Darbeden hemen sonra bazı gazetelerde, “İyi ki 12 Eylül olmuş. Yoksa MHP, Türkiye’de büyük bir darbe ve katliam yapacaktı” haberleri çıkmıştı. Bu haberin arkasında, MHP aleyhine bilgilerin sızdırılmasında, yazdırılmasında, Nurettin Soyer’in parmağı vardı.
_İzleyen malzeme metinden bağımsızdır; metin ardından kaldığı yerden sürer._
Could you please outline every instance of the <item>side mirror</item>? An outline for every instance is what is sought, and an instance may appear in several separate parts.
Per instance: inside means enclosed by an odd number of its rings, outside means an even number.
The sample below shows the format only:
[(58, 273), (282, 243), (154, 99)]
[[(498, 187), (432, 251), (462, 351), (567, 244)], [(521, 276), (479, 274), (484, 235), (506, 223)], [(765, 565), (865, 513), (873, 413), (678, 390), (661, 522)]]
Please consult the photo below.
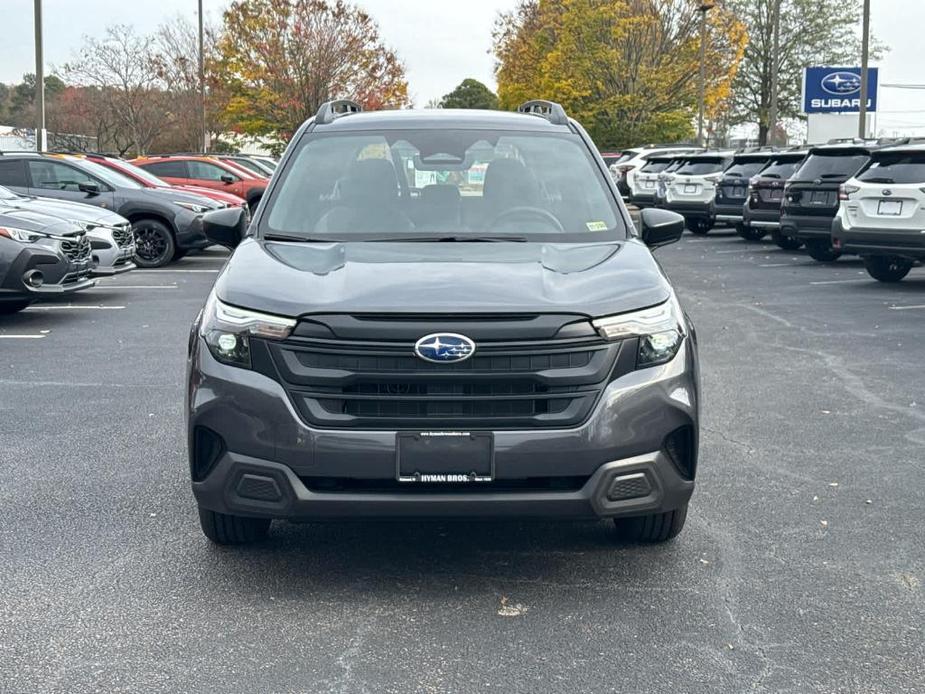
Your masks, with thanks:
[(81, 181), (77, 184), (77, 190), (81, 193), (86, 193), (87, 195), (99, 195), (100, 194), (100, 185), (99, 183), (89, 183), (87, 181)]
[(212, 210), (202, 216), (202, 231), (212, 243), (234, 250), (247, 232), (247, 219), (240, 207)]
[(684, 233), (684, 217), (677, 212), (649, 207), (640, 213), (640, 218), (642, 242), (649, 248), (667, 246)]

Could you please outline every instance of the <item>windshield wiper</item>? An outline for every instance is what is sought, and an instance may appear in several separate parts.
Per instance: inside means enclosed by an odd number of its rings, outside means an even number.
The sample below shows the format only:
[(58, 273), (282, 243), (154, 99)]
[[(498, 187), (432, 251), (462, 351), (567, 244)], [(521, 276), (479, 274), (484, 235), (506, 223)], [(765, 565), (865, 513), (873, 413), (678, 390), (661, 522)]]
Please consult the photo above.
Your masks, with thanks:
[(341, 243), (339, 239), (321, 239), (312, 236), (297, 236), (295, 234), (264, 234), (264, 241), (295, 241), (297, 243)]
[(469, 236), (469, 235), (460, 235), (460, 236), (386, 236), (381, 239), (371, 239), (373, 241), (394, 241), (394, 242), (423, 242), (423, 243), (469, 243), (469, 242), (505, 242), (510, 241), (512, 243), (526, 243), (526, 236), (509, 236), (509, 235), (500, 235), (500, 236)]

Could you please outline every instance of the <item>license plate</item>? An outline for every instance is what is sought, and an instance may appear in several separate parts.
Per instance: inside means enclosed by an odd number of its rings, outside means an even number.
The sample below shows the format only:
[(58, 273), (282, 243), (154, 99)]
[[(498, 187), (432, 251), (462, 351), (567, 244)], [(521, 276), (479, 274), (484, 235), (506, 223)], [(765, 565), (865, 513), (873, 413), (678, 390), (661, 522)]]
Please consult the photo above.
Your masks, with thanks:
[(402, 432), (397, 450), (399, 482), (469, 484), (495, 476), (494, 436), (488, 432)]
[(900, 200), (881, 200), (877, 206), (877, 214), (900, 215), (902, 212), (903, 204)]

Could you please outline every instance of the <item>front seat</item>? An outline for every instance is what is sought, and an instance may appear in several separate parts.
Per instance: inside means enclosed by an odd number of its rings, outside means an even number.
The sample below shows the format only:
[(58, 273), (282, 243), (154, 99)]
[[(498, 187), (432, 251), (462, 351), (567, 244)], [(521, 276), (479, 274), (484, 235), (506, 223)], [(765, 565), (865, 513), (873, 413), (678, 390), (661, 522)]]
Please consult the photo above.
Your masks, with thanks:
[(398, 177), (387, 159), (354, 162), (339, 185), (340, 200), (315, 226), (317, 233), (402, 233), (414, 228), (398, 209)]

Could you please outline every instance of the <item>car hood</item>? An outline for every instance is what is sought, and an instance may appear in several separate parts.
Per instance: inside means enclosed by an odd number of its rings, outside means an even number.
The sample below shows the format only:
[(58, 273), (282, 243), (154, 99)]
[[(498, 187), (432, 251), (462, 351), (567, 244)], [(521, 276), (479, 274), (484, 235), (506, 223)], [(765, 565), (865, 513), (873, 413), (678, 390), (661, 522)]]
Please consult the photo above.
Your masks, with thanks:
[(246, 239), (219, 276), (227, 303), (307, 313), (623, 313), (665, 301), (649, 249), (621, 243), (277, 243)]
[(0, 212), (8, 208), (33, 210), (41, 214), (60, 217), (61, 219), (109, 226), (128, 223), (125, 217), (116, 214), (112, 210), (106, 210), (95, 205), (85, 205), (82, 202), (54, 200), (52, 198), (23, 196), (15, 200), (0, 200)]
[(0, 207), (0, 226), (11, 226), (53, 236), (83, 233), (83, 229), (72, 221), (25, 207)]

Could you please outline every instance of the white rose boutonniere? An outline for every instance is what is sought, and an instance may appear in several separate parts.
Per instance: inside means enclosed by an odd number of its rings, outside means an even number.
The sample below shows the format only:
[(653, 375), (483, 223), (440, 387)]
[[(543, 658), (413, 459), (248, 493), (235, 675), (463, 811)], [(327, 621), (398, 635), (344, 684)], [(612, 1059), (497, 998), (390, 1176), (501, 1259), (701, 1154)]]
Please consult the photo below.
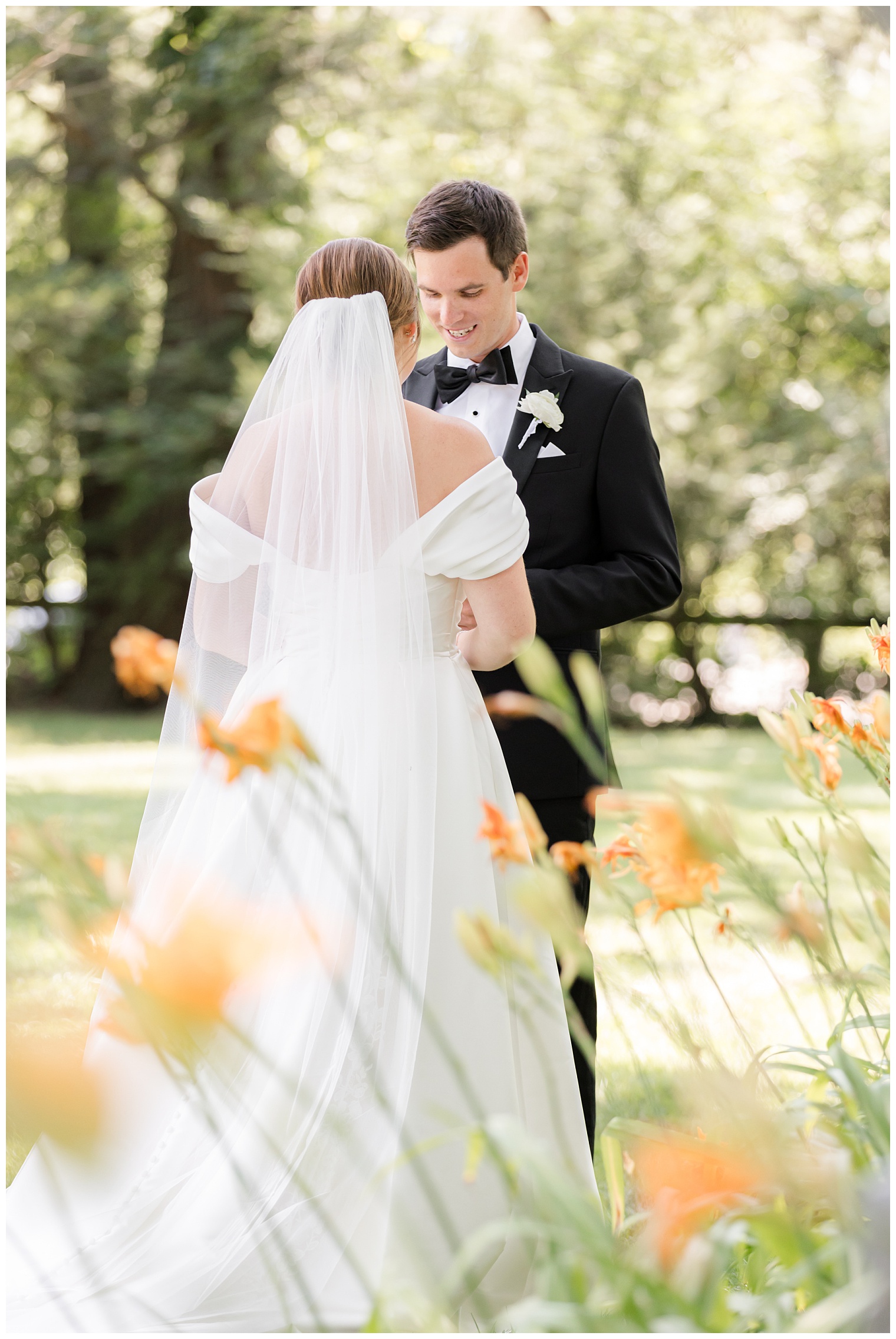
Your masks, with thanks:
[(563, 410), (554, 391), (527, 391), (516, 407), (523, 414), (532, 414), (552, 432), (559, 432), (563, 426)]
29 Nisan 1981 tarihinde 945 sayfalık bir iddianame ile başlayan davada milliyetçi hareketin lideri Alparslan Türkeş ve Ülkücü gençlik lideri Muhsin Yazıcıoğlu’nun içinde bulunduğu 220 Ülkücünün idamı istenmiştir.

 

TÜRK MİLLİYETÇİLERİ MAHKEMELERDE 12 EYLÜL DARBESİNİ YAPANLARA BOYUN EĞMEMİŞ, CUNTA REJİMİNE MEYDAN OKUMUŞTUR

‘MHP ve Ülkücü kuruluşlar davası’ ile 3 Mayıs 1944 olayları nedeniyle yapılan yargılamalar arasında büyük bir benzerlik vardı. 1944 yılının ardından 37 yıl geçtikten sonra 19 Ağustos 1981’de Mamak’ta yapılan ilk mahkemede milliyetçiler yine benzer iddialarla suçlanmıştı.
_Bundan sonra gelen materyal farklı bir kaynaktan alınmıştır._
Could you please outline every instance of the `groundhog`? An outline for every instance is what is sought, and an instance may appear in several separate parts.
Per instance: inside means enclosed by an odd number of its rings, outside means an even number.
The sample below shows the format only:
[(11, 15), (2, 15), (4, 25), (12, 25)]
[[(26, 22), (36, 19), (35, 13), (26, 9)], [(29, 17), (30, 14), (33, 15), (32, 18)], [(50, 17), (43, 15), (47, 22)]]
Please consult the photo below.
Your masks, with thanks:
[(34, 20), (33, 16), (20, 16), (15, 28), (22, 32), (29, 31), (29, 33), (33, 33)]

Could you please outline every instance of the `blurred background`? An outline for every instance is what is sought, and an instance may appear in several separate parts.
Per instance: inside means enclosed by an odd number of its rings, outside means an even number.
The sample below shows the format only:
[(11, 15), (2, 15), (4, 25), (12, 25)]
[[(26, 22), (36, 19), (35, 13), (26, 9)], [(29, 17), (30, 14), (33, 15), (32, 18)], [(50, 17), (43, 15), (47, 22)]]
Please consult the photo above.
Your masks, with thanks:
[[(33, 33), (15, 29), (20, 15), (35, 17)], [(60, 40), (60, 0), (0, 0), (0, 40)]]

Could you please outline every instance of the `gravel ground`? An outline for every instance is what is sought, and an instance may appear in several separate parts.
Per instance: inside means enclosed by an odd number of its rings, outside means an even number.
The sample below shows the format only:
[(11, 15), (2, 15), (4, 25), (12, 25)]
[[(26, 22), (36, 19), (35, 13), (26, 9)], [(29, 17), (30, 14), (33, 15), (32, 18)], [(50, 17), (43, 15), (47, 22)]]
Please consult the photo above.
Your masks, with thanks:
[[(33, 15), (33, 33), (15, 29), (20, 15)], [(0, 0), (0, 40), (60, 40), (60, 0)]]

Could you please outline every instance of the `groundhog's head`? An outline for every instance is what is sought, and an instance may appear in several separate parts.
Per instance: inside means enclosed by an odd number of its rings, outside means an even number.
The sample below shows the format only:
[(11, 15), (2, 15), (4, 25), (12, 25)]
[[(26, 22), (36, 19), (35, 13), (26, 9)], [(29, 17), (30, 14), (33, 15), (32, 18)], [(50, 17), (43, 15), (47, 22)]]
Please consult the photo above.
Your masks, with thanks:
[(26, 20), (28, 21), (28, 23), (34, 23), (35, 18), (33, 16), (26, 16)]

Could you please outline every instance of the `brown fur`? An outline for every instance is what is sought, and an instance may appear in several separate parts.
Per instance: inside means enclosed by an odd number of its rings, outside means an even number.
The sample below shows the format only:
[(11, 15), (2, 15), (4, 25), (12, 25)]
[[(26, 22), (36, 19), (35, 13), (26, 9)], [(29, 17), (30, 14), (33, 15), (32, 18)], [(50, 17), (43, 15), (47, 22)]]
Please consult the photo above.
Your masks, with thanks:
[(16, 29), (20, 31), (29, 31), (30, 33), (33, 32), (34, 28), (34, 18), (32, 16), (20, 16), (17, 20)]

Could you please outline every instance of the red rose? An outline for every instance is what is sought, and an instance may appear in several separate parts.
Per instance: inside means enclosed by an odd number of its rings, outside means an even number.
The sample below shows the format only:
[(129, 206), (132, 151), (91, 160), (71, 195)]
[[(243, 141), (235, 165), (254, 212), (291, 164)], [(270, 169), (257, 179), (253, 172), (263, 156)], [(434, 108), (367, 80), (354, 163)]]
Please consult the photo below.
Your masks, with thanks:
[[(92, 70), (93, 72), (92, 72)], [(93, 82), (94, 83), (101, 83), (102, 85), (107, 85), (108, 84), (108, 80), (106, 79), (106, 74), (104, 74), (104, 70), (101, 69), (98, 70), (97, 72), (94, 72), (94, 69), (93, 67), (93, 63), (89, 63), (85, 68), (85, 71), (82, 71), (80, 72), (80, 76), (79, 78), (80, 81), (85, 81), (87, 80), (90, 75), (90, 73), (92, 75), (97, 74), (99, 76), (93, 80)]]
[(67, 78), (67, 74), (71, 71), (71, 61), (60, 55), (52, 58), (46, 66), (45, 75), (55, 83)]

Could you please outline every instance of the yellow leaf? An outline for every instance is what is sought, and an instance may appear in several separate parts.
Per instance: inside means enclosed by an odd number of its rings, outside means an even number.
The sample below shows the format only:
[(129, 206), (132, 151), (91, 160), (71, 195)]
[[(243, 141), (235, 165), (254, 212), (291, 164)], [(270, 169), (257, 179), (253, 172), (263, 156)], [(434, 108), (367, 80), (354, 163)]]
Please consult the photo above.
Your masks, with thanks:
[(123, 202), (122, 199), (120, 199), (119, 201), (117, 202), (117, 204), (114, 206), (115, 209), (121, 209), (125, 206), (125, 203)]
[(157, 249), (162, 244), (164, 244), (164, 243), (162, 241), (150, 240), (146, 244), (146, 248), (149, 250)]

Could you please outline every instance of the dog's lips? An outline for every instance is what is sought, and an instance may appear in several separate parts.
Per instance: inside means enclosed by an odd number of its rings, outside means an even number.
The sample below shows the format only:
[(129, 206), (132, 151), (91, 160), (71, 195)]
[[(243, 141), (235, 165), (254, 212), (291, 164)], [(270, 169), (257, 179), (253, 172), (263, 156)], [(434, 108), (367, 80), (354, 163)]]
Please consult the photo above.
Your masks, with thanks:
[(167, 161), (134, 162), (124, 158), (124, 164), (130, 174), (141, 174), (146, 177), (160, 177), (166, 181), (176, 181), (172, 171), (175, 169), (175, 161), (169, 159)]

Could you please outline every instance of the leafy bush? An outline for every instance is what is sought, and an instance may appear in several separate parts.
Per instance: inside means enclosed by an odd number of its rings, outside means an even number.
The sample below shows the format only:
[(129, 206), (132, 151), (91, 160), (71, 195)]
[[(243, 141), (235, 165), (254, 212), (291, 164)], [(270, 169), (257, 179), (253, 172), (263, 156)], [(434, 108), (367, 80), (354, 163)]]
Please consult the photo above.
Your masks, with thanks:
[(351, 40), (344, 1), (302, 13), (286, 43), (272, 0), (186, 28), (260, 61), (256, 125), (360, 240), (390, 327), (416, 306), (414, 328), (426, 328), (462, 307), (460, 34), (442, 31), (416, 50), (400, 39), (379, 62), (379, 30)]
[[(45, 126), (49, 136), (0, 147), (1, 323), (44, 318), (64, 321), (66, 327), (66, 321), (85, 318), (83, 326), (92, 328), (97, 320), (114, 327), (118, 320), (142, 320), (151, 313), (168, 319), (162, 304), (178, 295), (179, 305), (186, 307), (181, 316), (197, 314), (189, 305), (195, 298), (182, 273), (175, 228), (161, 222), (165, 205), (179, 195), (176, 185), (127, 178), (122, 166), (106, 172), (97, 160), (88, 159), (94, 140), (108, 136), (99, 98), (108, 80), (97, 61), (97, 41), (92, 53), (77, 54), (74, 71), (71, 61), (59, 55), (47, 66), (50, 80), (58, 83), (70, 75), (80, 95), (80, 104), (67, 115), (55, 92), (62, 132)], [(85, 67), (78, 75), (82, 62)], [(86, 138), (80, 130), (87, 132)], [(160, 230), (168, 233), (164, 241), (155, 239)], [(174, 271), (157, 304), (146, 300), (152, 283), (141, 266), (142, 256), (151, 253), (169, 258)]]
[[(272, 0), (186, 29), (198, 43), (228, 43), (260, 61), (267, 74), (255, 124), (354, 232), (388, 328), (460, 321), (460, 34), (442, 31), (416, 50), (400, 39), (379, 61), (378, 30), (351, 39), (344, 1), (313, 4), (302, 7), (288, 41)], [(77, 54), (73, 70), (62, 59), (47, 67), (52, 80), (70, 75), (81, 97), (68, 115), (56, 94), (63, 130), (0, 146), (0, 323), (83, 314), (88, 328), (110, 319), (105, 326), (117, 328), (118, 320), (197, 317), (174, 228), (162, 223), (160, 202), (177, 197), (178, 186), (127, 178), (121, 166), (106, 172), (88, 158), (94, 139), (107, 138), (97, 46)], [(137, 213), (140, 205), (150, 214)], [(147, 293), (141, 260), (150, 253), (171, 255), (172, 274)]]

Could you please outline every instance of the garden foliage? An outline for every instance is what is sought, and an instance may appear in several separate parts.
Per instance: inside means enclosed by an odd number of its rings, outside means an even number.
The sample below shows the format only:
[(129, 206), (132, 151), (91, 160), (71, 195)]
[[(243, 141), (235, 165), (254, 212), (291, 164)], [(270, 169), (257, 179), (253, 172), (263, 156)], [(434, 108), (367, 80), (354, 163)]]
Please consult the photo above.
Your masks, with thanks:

1944 yılında Türk milliyetçilerine kumpas kurdular. İddianameyi, Çankaya Köşkü’nde hazırladılar. 12 Eylül 1980 sonrası açılan “MHP ve Ülkücü kuruluşlar davası”nın askeri savcısı, Ülkücü düşmanı Nurettin Soyer de MHP ve Ülkücü Kuruluşlar Davası’nın iddianame dedikleri iftiranameyi Genelkurmay Karargâhı’nda, ordu içindeki mezhepçi “Saltık Çalışma Grubu” ile birlikte hazırlamıştır.

1944 yılında Çankaya Köşkü’nde, 12 Eylül sonrası Beşli Konsey-Evren-Saltık çalışma merkezinde Türk milliyetçilerine kumpaslar kurdular. Milliyetçi hareketin lideri Türkeş, bir ABD/NATO projesi olan 12 Eylül darbesine eğilmedi, küresel diktatör ABD’nin “Bizim Çocuklar” dediği “Beşli Çete”ye, cuntanın mahkemelerinde meydan okudu, masa başında hazırlanan yalanlarla, iftiralarla dolu 945 sayfalık düzmece iddianameyi, Mamak mahkemelerinde suratlarına fırlattı. 3 Mayıs 1944’te, 19 Ağustos 1981’de Mamak mahkemelerinde Türk milliyetçileri ‘hak, hukuk, adalet’ diyerek tarih yazmışlardır, destan yazmışlardır.